The Raine in Maine
Feb
28
2024
I traveled to Maine to visit family. Here’s a short recap of some of the events.
We stayed in a small house overlooking Union Bay. Here’s the view from inside the house.
And here’s the view from the backyard.
Our first Maine activity was hiking around Jordan Pond. Everything associated with it had the prefix “Jordan Pond”, so that became a short-lived running joke. To get there, you drive up Jordan Pond Drive. You know you’re there when you see the house, which is named Jordan Pond House. Etc, etc.
It was cold in Maine, but since everything there is ocean salt water, we mostly saw liquid water. Jordan Pond was the first place where a body of water was actually frozen. And it was a good frozen too – several inches thick, we could see a few layers. Other people were running and skating about, so we ventured onto the ice.
We went there not to slide on the ice, but to hike the trail around Jordan Pond. It was called, of course, Jordan Pond Trail. We started going north along the east side. It was a scenic trail, fairly well maintained, like this:
About the halfway point, there was a bridge, I’m guessing to cross over the Jordan Pond river that feeds it.
After that, the trail became less of a trail and more of a suggestion. It was just a bunch of rocks piled along the shore, and you had to guess where to go next, mostly judging by the shoreline.

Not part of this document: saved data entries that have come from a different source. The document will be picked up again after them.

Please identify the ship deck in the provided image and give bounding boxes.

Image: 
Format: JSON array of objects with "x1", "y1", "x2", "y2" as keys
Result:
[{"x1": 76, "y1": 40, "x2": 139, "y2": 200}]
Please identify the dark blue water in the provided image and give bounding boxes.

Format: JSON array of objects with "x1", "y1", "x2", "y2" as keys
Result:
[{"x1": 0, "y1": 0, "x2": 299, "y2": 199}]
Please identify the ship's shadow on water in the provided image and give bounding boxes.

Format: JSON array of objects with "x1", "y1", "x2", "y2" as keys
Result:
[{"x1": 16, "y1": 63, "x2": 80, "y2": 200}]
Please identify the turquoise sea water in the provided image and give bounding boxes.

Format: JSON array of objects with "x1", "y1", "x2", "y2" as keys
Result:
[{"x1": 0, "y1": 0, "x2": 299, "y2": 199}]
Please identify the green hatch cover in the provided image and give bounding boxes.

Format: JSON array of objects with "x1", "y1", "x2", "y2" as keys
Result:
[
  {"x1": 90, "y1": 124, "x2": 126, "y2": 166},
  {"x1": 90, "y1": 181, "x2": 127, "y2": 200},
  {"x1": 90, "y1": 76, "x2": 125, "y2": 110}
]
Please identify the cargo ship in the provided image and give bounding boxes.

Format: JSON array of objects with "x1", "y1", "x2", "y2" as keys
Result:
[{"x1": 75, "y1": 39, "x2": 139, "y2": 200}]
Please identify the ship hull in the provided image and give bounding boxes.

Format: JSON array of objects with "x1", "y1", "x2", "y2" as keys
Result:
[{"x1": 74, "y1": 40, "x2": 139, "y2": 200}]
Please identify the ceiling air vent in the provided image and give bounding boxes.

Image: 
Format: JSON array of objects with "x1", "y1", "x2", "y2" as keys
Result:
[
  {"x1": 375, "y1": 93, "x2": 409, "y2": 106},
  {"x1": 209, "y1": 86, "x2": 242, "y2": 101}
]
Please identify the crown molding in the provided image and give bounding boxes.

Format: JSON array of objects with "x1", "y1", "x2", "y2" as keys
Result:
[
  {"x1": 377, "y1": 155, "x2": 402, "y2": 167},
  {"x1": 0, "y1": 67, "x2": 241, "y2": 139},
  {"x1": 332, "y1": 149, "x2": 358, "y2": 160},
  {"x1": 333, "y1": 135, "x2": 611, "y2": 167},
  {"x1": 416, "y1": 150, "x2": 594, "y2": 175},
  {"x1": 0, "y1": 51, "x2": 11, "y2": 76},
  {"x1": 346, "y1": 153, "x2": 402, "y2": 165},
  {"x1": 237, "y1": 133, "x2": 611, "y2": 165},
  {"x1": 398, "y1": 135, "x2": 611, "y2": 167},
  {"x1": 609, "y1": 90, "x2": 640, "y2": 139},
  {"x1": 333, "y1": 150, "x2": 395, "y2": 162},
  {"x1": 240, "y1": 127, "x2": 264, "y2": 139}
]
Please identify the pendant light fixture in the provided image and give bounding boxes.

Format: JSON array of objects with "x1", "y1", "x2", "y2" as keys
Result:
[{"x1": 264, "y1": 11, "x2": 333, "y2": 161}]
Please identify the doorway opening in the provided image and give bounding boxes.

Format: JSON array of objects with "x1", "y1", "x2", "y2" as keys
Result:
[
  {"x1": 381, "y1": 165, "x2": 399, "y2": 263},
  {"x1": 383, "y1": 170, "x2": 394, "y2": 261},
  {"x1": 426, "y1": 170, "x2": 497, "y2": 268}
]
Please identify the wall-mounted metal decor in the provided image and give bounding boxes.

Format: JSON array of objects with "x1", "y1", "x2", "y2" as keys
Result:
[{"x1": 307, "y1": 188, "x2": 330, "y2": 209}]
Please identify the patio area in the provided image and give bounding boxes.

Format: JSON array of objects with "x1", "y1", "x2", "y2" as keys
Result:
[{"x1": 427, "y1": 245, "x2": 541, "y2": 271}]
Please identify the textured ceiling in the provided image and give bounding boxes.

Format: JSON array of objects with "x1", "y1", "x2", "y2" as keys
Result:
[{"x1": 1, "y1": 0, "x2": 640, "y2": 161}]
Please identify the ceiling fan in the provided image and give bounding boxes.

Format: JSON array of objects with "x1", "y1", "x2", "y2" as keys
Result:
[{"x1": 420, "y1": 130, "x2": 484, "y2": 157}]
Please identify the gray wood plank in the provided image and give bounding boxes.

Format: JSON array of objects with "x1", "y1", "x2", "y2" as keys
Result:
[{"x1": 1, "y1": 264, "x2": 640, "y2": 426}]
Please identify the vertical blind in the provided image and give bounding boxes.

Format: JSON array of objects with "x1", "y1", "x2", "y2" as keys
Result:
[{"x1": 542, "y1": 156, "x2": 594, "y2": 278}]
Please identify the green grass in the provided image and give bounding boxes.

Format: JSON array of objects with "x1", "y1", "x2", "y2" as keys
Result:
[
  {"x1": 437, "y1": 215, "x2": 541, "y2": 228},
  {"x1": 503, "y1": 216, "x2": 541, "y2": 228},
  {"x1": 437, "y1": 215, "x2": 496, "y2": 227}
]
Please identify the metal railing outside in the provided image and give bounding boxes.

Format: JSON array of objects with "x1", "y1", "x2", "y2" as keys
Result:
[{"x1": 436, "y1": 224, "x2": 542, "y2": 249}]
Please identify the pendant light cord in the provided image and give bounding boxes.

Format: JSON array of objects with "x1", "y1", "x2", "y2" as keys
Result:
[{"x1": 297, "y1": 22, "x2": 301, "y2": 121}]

The amount of effort to scramble over snow-covered rocks was more than we anticipated for our group, so we made up a plan B – just walk across the water.
It was the shortest distance between two points. The snow-covered sections were ok, but the bare ice was polished smooth by the winds, so that was pretty slippery.
When we got just past the point of land that jut out, we could see that the shoreline was no longer rocky and there was a path we could walk again. So we decided to abandon plan B and go back to plan A of hiking the trail. The trail for most of the rest of the time consisted of a boardwalk.
The boardwalk ended right near a bridge for the carriage road. There are a few carriage houses and various old bridges leftover from the Rockefeller days, before it became Acadia National Park.
We also visited Bar Harbor quickly. There is not much to do there in the winter. And a swing by the LL Bean outlet. Trying to fit in a bunch of typical Maine experiences. Including buying food at Shaw’s and perusing Marden’s for whatever we can find.
These are the ones who crossed the Jordan in the first month, when it was overflowing all its banks, and they put to flight all those in the valleys, to the east and to the west.